We like to call the end result a hearty stew, but really it’s far from hearty. So, this stew season try our twist on the old classic with our very delicious, very easy, very healthy Vietnamese beef stew. It’s a win-win-win!
2 teaspoons olive oil
500g beef chuck steak, diced
2 medium brown onions, sliced
2 lemongrass stems
1 tablespoon ginger, sliced
2 teaspoons fish sauce
1 litre beef stock
1 teaspoon white sugar
1 tablespoon tomato paste
2 large carrots, sliced
1 cup celery, chopped
2 cups sweet potato, diced
1 red capsicum, chopped
½ cup coriander
Heat the oil in a large non-stick pan over medium-to-high heat. Add the steak and cook for 2-3 minutes, then add onions, lemongrass, ginger, fish sauce, stock, sugar, tomato, paste, celery, carrots, sweet potato and capsicum.
Bring the mixture to the boil and cook on the stove on a gentle simmer for 1-1.5 hours or until the meat is tender and the sauce is rich and thick.

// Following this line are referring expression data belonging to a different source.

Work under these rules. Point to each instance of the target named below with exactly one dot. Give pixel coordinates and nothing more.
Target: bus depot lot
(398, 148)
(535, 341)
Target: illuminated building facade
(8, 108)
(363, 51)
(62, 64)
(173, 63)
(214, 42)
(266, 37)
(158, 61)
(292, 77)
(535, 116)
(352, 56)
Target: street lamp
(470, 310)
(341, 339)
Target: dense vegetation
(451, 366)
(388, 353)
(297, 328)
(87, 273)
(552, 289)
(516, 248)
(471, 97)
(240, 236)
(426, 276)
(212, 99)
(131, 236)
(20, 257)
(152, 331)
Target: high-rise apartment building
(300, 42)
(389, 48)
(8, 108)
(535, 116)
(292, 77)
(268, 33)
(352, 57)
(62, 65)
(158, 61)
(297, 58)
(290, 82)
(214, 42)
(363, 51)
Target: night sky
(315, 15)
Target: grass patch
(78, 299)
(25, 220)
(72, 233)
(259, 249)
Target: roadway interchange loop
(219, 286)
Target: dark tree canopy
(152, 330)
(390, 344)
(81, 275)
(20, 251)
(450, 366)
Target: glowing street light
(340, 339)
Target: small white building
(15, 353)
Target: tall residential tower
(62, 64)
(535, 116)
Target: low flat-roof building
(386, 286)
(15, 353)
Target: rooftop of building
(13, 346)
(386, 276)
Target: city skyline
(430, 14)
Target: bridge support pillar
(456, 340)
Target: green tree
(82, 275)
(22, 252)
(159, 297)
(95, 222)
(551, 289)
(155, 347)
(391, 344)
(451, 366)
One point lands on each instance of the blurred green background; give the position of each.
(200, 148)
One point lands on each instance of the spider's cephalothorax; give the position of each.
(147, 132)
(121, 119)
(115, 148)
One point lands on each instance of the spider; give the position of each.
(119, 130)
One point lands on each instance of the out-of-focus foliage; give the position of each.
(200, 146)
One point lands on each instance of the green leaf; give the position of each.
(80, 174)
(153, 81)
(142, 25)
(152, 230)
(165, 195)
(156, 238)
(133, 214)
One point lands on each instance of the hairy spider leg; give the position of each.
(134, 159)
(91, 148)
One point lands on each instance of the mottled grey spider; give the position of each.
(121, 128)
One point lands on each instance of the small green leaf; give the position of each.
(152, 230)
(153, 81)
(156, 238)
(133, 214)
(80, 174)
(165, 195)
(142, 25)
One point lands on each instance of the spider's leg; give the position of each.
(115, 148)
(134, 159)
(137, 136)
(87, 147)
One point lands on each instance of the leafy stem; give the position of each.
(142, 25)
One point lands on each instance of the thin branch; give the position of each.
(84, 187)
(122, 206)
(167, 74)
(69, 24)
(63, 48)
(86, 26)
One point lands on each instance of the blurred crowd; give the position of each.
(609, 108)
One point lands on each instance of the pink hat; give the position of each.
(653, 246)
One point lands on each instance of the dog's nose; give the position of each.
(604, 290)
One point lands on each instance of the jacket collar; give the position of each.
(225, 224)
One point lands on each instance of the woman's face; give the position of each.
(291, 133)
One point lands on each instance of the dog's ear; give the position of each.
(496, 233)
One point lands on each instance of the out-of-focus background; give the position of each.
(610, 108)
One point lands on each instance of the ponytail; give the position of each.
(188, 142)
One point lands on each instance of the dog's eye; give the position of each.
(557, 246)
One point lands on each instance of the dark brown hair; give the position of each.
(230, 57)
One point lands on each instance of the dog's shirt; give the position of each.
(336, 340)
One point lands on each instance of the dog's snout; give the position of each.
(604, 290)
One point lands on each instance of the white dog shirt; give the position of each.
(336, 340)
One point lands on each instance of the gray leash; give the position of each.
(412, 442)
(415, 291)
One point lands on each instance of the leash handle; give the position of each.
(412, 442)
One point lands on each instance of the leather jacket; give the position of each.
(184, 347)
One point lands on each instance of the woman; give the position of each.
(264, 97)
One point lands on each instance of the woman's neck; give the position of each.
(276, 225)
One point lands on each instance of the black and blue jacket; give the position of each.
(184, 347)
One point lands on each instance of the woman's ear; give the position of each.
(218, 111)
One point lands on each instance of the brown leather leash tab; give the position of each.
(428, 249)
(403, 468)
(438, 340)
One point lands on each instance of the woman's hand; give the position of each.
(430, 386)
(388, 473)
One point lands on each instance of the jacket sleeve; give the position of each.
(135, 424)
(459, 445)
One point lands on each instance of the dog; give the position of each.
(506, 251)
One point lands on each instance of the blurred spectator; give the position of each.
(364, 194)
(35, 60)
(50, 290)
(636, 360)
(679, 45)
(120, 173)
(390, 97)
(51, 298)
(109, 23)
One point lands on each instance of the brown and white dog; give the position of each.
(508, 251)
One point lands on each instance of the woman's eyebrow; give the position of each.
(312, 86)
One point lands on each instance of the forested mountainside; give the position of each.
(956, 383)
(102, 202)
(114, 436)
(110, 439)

Serve with steamed rice or on a bed of mash, and extra coriander leaves, salt, and pepper to taste.
Note: you can also use a slow cooker for this recipe. Simply place all the ingredients straight into the slow cooker (we recommend reducing the amount beef stock as the slow cooker produces its own liquid) and set the timer to cook for 6-8 hours while you’re out or at work. When you return home, dinner is done!